À l'attribution, nous promettions de boycotter ce Mondial sali par la corruption. Et pourtant…

coupe_du_monde_belga

On y est, enfin! La Coupe du Monde a cela d’exceptionnel qu’elle nous fera vibrer comme des dingues ce soir devant Russie-Arabie Saoudite. Et pourtant, nous avions pleuré lorsqu’est tombée la décision de la FIFA d’attribuer à la Russie l’édition 2018. Le 2 décembre 2010, jour de l’annonce, devait être un beau moment pour le football. Trois des quatre candidatures étaient alléchantes: si le solide dossier remis conjointement par la Belgique et les Pays-Bas nous permettait de rêver, et que celui de l’Espagne et du Portugal sentait bon le sable chaud, la possibilité d’assister à un Mondial en Angleterre, pays du foot, nous mettait en transe. Ça ne pouvait être que là: Londres, Manchester, Liverpool. Mais non, cette année, la plus grande fête du football aura lieu à Sotchi, Kazan et Kaliningrad. Sur les pelouses de stades sans âme, où les cris racistes et homophobes qui peuplent la saison du championnat russe résonnent encore.

On le sait, tout le monde le sait, il y a eu magouille. C’est à peine si la FIFA s’en défend. Au début, les supporters étaient unanimes. Leur déception parlait lorsqu’ils promettaient de boycotter la Coupe du Monde en Russie et ils invitaient presque les joueurs à en faire autant. Le Mondial brésilien se profilait et on savait qu’il faudrait attendre longtemps avant de revivre une fête pareille. Aujourd’hui, on y est. Aucun joueur ne la boycotte (à part les Italiens) et on peut affirmer sans trop prendre de risque que personne ne pourra vivre en marge de l’événement.
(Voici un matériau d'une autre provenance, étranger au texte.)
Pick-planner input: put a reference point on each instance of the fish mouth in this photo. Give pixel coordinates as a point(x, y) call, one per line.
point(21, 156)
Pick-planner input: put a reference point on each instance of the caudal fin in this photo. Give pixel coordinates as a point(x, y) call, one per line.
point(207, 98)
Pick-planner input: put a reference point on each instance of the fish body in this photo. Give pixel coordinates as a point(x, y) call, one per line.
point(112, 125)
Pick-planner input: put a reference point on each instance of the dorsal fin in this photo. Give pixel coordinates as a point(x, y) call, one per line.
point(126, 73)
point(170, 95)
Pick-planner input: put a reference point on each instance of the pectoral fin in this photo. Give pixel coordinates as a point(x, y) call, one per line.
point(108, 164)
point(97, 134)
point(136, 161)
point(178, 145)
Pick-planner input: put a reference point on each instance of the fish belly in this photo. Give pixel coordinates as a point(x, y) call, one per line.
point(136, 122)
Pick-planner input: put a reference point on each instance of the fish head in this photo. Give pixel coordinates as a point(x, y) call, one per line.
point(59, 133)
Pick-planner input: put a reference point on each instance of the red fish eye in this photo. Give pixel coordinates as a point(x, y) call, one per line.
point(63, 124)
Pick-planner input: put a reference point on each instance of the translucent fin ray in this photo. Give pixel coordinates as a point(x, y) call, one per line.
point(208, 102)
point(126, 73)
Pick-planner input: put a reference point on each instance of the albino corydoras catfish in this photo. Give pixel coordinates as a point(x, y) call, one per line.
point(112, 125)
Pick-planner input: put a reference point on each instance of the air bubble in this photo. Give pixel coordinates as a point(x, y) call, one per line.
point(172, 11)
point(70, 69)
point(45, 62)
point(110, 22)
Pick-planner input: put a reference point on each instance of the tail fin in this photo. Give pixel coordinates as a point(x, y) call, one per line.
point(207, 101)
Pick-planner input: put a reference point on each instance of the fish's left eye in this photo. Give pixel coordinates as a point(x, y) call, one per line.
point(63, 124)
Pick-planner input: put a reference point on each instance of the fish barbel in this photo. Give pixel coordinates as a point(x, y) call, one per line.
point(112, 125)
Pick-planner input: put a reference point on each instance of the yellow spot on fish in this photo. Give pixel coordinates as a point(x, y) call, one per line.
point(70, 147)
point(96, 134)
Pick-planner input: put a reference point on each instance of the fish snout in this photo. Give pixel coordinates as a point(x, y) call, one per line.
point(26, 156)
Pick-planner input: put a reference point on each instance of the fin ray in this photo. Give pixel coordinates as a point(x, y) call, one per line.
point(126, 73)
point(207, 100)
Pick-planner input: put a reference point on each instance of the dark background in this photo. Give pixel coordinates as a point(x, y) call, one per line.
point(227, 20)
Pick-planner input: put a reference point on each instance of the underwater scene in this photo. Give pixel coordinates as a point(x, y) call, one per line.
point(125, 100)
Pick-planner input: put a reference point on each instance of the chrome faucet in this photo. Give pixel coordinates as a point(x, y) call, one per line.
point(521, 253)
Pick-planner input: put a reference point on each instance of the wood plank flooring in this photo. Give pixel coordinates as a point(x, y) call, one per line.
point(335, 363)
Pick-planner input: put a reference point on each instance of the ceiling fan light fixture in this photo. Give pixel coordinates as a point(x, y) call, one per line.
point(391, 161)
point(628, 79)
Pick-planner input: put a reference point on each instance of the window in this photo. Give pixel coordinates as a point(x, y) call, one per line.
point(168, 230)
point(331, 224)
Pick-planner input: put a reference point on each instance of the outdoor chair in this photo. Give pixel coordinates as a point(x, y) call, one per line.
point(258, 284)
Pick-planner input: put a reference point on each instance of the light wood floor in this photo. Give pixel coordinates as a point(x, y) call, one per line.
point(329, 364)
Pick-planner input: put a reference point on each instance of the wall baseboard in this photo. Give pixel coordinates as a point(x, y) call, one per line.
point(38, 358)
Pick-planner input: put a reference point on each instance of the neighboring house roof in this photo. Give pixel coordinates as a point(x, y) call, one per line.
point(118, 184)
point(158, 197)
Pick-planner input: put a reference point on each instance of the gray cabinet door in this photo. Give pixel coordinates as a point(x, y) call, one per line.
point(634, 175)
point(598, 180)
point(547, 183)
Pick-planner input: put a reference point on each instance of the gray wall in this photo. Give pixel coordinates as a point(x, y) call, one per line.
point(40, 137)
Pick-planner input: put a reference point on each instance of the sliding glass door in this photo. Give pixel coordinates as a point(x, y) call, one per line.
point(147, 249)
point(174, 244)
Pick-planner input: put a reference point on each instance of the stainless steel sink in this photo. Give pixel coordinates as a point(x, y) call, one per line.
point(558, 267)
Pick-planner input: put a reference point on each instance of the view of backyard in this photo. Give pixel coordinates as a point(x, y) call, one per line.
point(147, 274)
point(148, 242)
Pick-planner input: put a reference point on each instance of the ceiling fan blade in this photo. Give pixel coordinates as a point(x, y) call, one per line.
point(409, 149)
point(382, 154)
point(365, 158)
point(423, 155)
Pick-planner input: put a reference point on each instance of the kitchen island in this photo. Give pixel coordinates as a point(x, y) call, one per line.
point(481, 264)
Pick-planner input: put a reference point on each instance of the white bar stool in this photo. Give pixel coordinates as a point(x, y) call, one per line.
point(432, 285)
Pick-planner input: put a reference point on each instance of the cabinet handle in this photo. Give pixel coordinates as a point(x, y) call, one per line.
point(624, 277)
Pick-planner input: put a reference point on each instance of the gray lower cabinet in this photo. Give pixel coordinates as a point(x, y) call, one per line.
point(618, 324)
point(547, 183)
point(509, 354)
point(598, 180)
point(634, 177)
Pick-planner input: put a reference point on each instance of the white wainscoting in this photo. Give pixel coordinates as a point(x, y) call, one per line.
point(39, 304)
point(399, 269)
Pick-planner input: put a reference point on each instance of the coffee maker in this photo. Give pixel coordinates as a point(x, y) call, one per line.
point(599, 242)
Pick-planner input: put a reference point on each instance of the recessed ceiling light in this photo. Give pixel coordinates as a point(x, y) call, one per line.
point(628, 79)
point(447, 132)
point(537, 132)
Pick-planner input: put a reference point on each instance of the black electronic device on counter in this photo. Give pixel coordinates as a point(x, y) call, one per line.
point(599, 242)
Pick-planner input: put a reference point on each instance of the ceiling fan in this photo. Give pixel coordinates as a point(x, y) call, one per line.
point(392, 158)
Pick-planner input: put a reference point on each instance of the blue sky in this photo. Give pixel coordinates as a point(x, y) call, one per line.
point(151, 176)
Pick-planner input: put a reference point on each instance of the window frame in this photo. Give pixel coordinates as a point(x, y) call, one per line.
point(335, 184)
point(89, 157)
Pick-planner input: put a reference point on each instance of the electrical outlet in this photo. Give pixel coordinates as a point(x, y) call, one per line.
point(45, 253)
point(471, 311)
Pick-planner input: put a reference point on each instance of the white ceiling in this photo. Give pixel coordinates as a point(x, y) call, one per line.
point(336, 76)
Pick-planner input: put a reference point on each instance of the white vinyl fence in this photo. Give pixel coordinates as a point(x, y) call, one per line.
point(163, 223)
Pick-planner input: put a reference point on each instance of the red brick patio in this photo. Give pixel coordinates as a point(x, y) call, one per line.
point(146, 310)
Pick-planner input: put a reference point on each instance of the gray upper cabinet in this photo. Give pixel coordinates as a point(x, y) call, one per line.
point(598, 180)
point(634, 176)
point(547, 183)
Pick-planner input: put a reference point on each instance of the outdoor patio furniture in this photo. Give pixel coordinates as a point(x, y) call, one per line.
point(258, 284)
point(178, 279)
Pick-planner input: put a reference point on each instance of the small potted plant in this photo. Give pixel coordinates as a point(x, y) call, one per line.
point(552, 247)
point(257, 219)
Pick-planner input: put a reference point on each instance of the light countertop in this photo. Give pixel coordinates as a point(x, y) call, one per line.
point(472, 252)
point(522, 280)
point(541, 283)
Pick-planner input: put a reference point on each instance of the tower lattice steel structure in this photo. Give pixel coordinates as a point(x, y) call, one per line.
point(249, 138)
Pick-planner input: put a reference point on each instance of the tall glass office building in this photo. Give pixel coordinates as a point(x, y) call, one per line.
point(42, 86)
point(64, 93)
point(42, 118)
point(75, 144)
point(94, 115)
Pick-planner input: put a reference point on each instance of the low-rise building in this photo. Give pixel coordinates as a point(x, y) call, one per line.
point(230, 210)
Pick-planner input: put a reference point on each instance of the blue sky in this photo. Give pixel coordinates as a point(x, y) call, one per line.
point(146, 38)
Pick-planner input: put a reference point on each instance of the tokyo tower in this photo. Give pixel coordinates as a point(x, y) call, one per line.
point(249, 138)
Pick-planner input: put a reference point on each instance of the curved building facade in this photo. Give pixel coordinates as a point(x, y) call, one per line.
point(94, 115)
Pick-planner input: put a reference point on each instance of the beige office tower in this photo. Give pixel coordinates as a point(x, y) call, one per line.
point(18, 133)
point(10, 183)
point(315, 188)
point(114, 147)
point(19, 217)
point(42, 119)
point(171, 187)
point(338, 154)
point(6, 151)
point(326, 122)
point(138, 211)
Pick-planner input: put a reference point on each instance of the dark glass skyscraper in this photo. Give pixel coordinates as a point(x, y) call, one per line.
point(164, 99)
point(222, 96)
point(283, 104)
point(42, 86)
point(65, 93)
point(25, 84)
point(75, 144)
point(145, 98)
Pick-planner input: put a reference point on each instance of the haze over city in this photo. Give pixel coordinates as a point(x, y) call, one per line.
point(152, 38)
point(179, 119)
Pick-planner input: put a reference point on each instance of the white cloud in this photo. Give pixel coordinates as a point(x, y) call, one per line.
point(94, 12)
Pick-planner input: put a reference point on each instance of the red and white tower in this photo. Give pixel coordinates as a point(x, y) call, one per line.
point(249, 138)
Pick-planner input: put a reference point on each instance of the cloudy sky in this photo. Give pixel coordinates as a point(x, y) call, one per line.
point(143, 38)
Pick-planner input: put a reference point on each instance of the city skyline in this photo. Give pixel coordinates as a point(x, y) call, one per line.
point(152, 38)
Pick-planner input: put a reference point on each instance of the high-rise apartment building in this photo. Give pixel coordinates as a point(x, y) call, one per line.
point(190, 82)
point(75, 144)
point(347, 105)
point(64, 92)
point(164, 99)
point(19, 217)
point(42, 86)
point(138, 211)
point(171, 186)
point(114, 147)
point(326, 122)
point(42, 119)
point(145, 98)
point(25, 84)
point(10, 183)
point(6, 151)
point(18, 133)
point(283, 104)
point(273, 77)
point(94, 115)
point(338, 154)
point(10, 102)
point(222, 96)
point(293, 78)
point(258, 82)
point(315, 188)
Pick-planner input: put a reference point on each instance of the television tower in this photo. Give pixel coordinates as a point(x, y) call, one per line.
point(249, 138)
Il y a quelque chose de triste dans notre dépendance au ballon rond, qui s’intensifiera encore lors de l’édition 2022. Cette édition au Qatar qui place aussi ses bases sur la corruption et le sang de ses ouvriers/esclaves… Mais le football est une drogue et le supporter oublie vite. Alors que la fête commence!